Azure Autoscaling: A Practical Guide

What is Autoscaling?

Autoscaling is the process of dynamically allocating resources to meet performance requirements. As workloads experience more demand, applications require additional resources to maintain performance levels and meet service level agreements (SLAs). Conversely, in periods of lower demand, these resources should be reallocated to conserve costs.

In a cloud environment, autoscaling can be performed in an elastic manner—meaning resources can be scaled up and down easily and with almost no limits. Cloud-based autoscaling eliminates the need for operators to constantly monitor system performance and make decisions about adding or removing resources.

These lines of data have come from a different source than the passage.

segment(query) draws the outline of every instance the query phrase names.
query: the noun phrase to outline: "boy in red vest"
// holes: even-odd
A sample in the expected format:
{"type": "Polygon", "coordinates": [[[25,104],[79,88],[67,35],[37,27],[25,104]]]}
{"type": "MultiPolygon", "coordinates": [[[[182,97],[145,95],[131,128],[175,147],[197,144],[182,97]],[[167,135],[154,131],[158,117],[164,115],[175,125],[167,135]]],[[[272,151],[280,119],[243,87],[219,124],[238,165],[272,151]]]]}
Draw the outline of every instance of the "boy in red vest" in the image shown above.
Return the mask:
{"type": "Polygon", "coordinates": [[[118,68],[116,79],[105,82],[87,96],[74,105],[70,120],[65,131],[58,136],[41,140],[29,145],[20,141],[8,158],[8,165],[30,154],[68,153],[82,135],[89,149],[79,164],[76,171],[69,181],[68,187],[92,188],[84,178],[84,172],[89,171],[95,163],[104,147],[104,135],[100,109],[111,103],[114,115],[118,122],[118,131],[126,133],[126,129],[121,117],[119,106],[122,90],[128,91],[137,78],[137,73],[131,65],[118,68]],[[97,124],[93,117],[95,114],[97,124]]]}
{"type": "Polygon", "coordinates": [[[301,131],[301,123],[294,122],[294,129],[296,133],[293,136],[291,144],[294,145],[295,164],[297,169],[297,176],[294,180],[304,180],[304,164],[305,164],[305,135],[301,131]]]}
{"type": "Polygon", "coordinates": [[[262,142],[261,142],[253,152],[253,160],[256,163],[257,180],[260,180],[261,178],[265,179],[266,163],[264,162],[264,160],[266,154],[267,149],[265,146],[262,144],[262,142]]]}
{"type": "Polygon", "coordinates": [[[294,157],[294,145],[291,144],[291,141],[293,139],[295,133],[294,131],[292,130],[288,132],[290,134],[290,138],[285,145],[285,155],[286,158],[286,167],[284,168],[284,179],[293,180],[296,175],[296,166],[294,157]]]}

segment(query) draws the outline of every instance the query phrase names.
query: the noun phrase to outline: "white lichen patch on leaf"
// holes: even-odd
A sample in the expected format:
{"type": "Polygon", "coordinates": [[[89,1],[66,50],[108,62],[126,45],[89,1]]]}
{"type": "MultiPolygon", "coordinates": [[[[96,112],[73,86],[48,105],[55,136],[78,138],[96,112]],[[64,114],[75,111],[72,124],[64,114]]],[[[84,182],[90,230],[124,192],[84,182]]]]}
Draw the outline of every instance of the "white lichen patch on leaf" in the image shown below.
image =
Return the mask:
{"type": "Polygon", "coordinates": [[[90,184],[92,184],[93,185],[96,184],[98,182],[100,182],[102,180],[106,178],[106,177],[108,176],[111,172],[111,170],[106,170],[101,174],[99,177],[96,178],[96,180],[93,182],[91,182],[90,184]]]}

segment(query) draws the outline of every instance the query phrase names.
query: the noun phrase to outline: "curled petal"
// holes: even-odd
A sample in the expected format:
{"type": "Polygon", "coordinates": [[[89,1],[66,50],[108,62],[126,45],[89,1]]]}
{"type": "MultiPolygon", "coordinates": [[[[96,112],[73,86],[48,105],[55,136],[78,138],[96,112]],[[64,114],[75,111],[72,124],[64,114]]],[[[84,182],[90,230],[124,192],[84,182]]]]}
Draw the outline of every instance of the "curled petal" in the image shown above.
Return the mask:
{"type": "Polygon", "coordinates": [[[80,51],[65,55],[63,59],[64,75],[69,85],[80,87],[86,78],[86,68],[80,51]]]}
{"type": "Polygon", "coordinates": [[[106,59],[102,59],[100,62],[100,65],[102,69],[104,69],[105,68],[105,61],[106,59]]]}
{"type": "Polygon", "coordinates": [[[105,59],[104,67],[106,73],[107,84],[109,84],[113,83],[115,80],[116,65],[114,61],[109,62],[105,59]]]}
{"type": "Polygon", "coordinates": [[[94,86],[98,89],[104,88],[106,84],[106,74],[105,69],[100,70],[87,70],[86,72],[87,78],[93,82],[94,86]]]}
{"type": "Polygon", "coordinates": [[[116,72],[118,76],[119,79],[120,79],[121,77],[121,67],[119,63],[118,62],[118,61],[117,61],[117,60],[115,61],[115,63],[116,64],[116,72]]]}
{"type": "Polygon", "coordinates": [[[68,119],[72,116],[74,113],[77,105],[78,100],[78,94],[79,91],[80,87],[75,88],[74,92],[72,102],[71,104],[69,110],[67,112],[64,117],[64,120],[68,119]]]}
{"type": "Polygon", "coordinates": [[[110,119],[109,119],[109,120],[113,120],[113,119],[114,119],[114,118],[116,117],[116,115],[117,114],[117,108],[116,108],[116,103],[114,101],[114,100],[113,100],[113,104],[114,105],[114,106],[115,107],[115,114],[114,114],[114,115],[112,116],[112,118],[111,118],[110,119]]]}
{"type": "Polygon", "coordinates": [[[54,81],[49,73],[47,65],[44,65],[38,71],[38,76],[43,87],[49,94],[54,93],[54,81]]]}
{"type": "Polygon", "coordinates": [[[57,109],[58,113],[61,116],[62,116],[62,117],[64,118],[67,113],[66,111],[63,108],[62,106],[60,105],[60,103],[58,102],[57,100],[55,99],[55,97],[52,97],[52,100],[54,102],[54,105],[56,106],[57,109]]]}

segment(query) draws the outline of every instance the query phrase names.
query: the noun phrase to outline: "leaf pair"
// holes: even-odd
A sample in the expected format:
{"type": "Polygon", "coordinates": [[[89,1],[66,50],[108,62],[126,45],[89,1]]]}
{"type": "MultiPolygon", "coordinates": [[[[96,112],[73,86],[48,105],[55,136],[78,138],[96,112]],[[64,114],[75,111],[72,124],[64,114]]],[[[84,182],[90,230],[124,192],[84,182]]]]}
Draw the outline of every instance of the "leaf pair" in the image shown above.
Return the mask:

There are two main ways to extend an application. Vertical scaling refers to changing the capacity of a specific resource, for example moving a workload to another compute instance with more CPU power and memory. Horizontal scaling refers to adding more instances, or removing instances, of resources used by a workload. For example, extending an application from one compute instance to five compute instances.

The Microsoft Azure cloud supports automatic horizontal scaling for compute instances, called virtual machines (VMs). Some Azure services can also perform vertical scaling.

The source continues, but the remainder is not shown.